Some states have strong historical and legal protections for local governments, called home rule or local control, which make these governments important in their own right. A state may take a hands-off approach to local fiscal problems. Other states, however, have had a history of local fiscal emergencies and may be more likely to intervene. State governments may fear that a fiscal crisis in one municipality could cause problems in other local governments or in the state as a whole. Different states’ laws have evolved together and in similar fashion, but states have often innovated as well, experimenting on different policies in response to the changing nature of fiscal problems over time.

The Framework for Understanding Local Fiscal Emergency Laws

Municipal fiscal emergency laws share many characteristics:

  • They define the conditions that trigger a crisis.
  • They identify the steps the state government and local governments should take when a trigger is observed.
  • They delineate the powers available to the state once the crisis is established.
  • In some cases, they outline an exit strategy.

Within this framework, however, there is a good deal of variation among states. For example, some states allow specific agencies to manage the crisis while others may let the local government handle it. The budgeting and debt management powers are also different among the states. States with fiscal emergency laws also may treat collective bargaining rules, local governmental personnel decisions, tax policy, and economic development funding differently. 

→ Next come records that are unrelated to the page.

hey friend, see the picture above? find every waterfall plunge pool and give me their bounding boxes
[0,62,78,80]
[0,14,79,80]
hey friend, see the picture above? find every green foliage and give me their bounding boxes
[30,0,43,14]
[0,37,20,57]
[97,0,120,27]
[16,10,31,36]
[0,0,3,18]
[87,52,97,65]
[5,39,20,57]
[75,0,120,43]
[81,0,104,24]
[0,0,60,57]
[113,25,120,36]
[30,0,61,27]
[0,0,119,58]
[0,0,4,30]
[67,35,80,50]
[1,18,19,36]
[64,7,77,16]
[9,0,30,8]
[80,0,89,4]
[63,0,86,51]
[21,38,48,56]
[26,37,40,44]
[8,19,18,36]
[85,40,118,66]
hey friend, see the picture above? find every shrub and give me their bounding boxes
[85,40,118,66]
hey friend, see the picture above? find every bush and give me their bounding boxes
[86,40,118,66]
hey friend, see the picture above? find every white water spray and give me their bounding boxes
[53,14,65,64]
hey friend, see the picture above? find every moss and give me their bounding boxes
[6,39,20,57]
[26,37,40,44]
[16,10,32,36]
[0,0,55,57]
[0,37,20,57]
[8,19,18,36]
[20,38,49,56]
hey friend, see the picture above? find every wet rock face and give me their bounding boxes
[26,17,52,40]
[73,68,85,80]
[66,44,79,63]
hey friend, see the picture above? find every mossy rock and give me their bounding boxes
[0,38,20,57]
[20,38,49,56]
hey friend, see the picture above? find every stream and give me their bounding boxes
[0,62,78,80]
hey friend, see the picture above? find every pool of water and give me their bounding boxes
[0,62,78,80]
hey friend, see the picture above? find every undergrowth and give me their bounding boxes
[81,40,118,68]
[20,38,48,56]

The states can be divided into several categories based on their differences:

  • Sixteen states have explicit fiscal emergency laws; thirty-four states do not.
  • Not all states with a fiscal emergency law grant the same powers to the same types of officials. Some (e.g., Florida and Illinois) allow local governments to make changes under state supervision, while others (e.g., Michigan and Pennsylvania) remove control from local officials and appoint a receiver.
  • Three states (Massachusetts, New York, and Connecticut) deal with fiscal emergencies via specific legislation for each local government. 
  • Some states allow alterations in contracts, collective bargaining procedures, and even tax increases or the creation of new taxes. 
  • In a few states, the end result of a state takeover may even be dissolving the local government and allowing the county government to absorb its territory and debt.

Factors Influencing State Adoption of Municipal Fiscal Emergency Laws

Reasons for adopting a fiscal emergency law vary among the states. They may include home rule and local autonomy, state tax and spending limits, collective bargaining and unionization laws, and previous fiscal emergencies in the state.


Many states adopt fiscal emergency laws to respond to incompetent local management and corruption, which are seen as driving causes of a fiscal crisis. States differ in the specific approaches they take to crises: some adopt specific laws for certain governments, while most enact laws that can address a wide range of problems. Some states allow aggressive state action to correct a fiscal emergency, while others defer to the local government.

Critically, these laws may not address structural problems in the government. After state control has ended, a local government may soon repeat its past poor performance due to the public finance system, economic development problems, or social pressures. Stronger laws, such as those passed in Michigan, may be necessary to allow a state to make dramatic changes, including dissolving or merging local governments, pursuing revenue options, and reforming pension or mandate systems. As long as they avoid long-term structural problems, such as pension costs or retiree health care costs, municipal fiscal emergency laws will only address local management failures, leaving the harder problems alone and risking a future fiscal crisis.